Trota de Salerne (L’Histoire par les femmes)

Médecin gynécologue italienne du Moyen Âge, Trota de Salerne (1050-1097) est célèbre pour avoir soigné des femmes malades, et a écrit plusieurs ouvrages à ce sujet. Aujourd’hui, elle est considérée comme une pionnière de la gynécologie, mais son existence en tant que femme a longtemps été contestée.

Au cours de sa vie, elle a écrit de nombreux ouvrages en latin sur la santé des femmes. Son traité de gynécologie, Les maladies des femmes avant, pendant et après l’accouchement, donne de premieres bases de la médecine féminine et de la gynécologie. Elle y prône l’usage d’opiacés (dérivés de l’opium), affirmant que les femmes ne doivent pas accoucher dans la douleur. Cette position va à l’encontre de celle de l’Église, qui considère qu’enfanter dans la douleur est inéluctable.

Au XIIème siècle, un moine, en lisant ses textes, suppose qu’une personne aussi brillante ne pouvait être qu’un homme, recopie de façon erronée son nom sur l’un de ses traités, lui attribuant en latin une forme au masculin. Cette erreur amène à la confusion quant à son sexe durant des siècles. Plusieurs textes sont ainsi publiés, la mentionnant comme étant un homme, ou minimisant son statut. Son existence a d’ailleurs plusieurs droit à une biographie imaginaire.

Par exemple, Caspar Wolf, un éditeur, affirme en 1566 que ses textes ont été écrits par un homme, un esclave libéré d’une impératrice romaine. Plus tard, en 1612, le poète français François Béroald de Verville écrit un ouvrage dans lequel il mentionne que Trota de Salerne n’avait pas pu écrire ces ouvrages puisqu’elle était la servante d’un médecin et qu’elle avait une vision médicale qui allait à l’encontre de la bonne morale. Au début du XXe siècle, Karl Sudhoff, un historien allemand de la médecine, la décrit comme étant une sage-femme, se fondant sur l’hypothèse fausse que, comme les traités étaient d’une grande importance, ils devaient avoir été écrits par un médecin de sexe masculin.
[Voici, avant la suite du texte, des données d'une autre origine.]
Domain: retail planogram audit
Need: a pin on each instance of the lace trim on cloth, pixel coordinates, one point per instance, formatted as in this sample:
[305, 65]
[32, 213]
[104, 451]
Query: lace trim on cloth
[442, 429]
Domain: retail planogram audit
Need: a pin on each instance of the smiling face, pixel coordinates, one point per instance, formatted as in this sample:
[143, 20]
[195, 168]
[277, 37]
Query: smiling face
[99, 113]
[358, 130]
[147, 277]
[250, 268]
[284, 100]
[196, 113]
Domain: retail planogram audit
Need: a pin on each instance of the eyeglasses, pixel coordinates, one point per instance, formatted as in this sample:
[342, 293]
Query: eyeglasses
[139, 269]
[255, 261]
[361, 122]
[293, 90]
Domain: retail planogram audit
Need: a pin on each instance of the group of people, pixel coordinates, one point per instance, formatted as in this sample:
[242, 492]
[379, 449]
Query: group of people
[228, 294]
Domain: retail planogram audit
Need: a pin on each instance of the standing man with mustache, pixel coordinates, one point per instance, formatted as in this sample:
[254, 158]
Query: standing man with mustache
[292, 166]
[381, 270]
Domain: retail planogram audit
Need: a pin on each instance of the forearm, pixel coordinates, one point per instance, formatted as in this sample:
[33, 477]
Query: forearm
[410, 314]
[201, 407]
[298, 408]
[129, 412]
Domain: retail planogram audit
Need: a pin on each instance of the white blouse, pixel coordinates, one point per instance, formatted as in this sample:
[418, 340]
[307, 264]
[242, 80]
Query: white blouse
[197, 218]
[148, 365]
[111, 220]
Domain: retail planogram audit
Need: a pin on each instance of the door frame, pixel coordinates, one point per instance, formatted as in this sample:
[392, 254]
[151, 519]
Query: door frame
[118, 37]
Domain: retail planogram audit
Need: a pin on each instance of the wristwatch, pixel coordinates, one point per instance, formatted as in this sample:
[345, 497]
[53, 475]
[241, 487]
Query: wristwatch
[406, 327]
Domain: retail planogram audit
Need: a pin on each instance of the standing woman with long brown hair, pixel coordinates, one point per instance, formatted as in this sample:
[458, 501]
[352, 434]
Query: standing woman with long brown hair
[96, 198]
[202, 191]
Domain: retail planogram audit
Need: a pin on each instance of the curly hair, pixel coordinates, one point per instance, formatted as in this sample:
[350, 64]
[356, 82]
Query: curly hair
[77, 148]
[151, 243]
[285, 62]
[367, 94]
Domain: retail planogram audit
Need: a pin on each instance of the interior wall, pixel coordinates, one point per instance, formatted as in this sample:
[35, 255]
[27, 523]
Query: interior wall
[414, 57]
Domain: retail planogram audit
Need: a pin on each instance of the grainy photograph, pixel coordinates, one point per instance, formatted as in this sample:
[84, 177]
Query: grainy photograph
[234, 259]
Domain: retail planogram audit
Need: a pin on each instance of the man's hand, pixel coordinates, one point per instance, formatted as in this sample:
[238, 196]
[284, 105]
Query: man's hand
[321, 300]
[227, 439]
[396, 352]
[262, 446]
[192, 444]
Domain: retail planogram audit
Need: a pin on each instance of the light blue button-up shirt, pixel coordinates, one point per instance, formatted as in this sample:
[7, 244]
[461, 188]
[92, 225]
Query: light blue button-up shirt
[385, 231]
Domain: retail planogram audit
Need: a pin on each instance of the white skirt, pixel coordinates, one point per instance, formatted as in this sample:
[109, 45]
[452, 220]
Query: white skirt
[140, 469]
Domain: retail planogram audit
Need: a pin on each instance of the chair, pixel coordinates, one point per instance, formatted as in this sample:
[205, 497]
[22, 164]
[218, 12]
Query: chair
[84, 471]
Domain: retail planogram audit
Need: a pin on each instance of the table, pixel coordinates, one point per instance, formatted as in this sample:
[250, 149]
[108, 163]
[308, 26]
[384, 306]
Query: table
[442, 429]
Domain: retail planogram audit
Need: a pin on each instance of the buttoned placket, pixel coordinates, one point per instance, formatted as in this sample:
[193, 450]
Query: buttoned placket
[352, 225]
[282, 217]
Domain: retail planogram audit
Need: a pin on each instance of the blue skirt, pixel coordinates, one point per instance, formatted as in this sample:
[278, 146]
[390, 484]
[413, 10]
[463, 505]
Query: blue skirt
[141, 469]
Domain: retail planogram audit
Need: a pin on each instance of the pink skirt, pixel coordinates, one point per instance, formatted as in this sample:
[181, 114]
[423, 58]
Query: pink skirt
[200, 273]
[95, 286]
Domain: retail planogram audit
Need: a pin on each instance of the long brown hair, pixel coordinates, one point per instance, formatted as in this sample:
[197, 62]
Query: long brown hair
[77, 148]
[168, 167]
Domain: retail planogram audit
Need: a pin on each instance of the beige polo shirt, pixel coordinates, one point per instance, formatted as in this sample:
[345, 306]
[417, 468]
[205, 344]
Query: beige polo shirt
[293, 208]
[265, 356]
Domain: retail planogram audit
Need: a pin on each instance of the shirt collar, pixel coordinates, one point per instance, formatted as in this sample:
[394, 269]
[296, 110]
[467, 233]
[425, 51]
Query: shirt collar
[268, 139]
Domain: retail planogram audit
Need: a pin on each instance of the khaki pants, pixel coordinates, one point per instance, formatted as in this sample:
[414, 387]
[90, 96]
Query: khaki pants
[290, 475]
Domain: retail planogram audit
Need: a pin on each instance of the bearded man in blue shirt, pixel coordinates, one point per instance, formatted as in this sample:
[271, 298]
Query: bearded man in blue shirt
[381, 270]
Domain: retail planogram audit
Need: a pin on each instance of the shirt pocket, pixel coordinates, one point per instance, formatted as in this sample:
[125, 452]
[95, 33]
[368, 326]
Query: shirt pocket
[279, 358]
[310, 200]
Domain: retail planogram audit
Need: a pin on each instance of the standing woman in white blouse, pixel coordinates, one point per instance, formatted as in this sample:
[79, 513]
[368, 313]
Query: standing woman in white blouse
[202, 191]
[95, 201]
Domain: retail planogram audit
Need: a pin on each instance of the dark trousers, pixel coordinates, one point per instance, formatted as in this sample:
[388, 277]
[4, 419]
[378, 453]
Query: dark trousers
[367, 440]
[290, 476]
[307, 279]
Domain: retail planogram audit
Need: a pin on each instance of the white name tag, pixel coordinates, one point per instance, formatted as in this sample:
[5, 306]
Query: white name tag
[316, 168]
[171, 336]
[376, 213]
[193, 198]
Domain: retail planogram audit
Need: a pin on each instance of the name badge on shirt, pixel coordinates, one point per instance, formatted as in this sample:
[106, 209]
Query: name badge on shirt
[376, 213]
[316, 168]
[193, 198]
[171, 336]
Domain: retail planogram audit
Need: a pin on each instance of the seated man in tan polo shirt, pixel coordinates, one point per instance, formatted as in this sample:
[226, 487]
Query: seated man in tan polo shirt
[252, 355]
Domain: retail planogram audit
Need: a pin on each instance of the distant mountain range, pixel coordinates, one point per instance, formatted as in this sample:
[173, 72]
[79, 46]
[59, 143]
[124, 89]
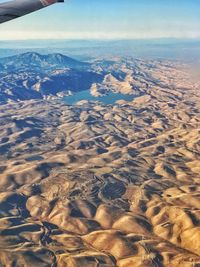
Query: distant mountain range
[37, 61]
[32, 76]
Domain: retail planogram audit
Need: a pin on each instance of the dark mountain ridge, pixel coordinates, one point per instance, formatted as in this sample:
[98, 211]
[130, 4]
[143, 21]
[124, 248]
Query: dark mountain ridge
[45, 62]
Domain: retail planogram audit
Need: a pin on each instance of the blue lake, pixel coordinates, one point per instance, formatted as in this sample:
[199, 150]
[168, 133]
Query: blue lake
[111, 98]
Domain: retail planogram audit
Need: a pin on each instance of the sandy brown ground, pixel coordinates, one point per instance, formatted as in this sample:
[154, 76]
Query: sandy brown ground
[93, 185]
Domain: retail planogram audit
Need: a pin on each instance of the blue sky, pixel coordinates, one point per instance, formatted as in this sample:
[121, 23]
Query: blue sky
[109, 19]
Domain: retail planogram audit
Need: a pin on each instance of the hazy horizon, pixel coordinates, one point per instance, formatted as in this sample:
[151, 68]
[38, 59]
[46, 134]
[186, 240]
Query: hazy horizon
[108, 20]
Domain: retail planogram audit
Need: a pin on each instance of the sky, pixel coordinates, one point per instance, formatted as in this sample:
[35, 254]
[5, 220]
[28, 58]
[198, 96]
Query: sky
[108, 19]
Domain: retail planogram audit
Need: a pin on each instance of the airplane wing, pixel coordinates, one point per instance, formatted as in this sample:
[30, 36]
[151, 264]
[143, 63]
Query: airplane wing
[17, 8]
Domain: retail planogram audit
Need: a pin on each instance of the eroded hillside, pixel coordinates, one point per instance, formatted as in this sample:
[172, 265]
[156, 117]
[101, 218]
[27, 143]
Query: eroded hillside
[104, 185]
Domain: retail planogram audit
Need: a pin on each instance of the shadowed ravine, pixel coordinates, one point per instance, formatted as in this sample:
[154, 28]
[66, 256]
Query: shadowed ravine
[104, 185]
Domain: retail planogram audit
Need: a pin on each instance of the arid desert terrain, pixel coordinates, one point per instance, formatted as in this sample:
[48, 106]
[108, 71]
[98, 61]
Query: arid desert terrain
[96, 185]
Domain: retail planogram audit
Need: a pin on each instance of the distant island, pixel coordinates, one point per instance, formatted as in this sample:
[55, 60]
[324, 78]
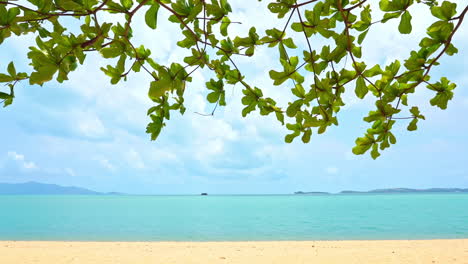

C’est en 1940 dans une synthèse d’Henry Peter Bayon que Trota de Salerne est enfin mise en avant, puis plus tard grâce aux travaux que Margaret W. Rossiter mène pour expliquer l’effet Matilda. Enfin, à partir des années 1980, des historiens et historiennes comme John F. Benton et Monica H. Green étudient plus en profondeur le sujet pour révéler son existence en tant que femme médecin.